Coca-Cola should be thankful for Chinese protectionism.
Nearly two years ago, it made a $2.4 billion bid for China Huiyuan Juice. The deal would have been the largest foreign takeover ever of a Chinese company.
But it was blocked by Chinese regulators, a decision seen at the time as unreasonable hostility to foreign takeovers in Beijing. Thursday, in what seems like a postscript to a story from another age, French company Danone sold its 23% stake in Huiyuan to private equity group SAIF Partners for $260 million -- at half the price per share Coke was prepared to pay.
Coca-Cola, then, has ultimately escaped what could well have been a substantial overpayment for Huiyuan. Coke's original Huiyuan bid was made just before the collapse of Lehman Brothers: Six months later, when it was blocked, the world was a different place.
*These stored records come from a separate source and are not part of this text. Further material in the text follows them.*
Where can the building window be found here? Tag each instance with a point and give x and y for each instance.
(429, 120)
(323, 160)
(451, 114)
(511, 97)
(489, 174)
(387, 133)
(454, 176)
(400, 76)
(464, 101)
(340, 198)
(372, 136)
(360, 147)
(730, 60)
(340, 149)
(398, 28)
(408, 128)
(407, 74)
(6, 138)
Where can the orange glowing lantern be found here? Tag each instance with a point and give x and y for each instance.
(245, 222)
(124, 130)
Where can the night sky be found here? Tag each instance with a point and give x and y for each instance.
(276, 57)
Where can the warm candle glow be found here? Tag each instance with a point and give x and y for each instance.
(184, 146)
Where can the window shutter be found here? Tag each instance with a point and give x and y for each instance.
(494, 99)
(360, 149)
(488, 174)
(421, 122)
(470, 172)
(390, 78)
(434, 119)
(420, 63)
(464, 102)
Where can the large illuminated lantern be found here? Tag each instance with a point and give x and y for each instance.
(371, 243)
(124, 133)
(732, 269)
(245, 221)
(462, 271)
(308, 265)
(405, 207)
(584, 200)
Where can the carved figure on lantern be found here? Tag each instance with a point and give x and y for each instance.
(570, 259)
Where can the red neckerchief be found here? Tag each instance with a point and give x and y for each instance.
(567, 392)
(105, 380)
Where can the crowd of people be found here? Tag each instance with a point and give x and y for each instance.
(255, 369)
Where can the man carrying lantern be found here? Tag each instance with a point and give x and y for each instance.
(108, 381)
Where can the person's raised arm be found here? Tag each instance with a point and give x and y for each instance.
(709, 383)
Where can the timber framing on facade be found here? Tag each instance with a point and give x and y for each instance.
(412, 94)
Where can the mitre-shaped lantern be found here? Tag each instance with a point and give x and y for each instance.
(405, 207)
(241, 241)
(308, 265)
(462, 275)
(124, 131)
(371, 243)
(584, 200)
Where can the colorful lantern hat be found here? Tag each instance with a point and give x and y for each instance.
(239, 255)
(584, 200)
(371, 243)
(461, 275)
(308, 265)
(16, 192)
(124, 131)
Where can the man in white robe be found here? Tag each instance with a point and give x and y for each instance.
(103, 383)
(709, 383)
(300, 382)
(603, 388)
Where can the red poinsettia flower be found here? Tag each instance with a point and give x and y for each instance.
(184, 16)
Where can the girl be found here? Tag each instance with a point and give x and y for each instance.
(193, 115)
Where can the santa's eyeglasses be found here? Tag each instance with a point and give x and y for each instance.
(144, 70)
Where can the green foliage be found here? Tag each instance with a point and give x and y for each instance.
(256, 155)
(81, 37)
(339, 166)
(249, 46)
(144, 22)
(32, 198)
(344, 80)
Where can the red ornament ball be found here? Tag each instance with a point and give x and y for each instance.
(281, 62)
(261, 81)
Since then, Coke's firm commitment to organic growth in China has served it well: Last year, through its existing holdings, it raised its share of China's fruit juice market by sales volume to 13.8% from 13.1% in 2008, according to data from Euromonitor. Second-place Huiyuan saw its share fall back to 7.3% from 7.5% meanwhile.
Huiyuan arguably lost much more from Beijing's actions. Sales last year were hardly up from 2008, and its gross margin is at levels seen in 2007. A tie-up with Coke, though, could well have provided Huiyuan with the added expertise needed for a real sea change in its fortunes.
As for Beijing's overall approach to large foreign takeover bids now, it's hard to say what that is. Straitened times for Western companies means no major deals have emerged to provide a new test case for China's monopoly laws.
Perhaps, by the time the next one does come, some lessons will have been learned about the benefits of openness.
Bloomberg News可口可乐公司在中国市场实现了有机增长的承诺。接近两年前，可口可乐提出以24亿美元收购中国汇源果汁(China Huiyuan Juice)。这桩交易如果成功，本来会是最大一桩外国公司在华并购交易。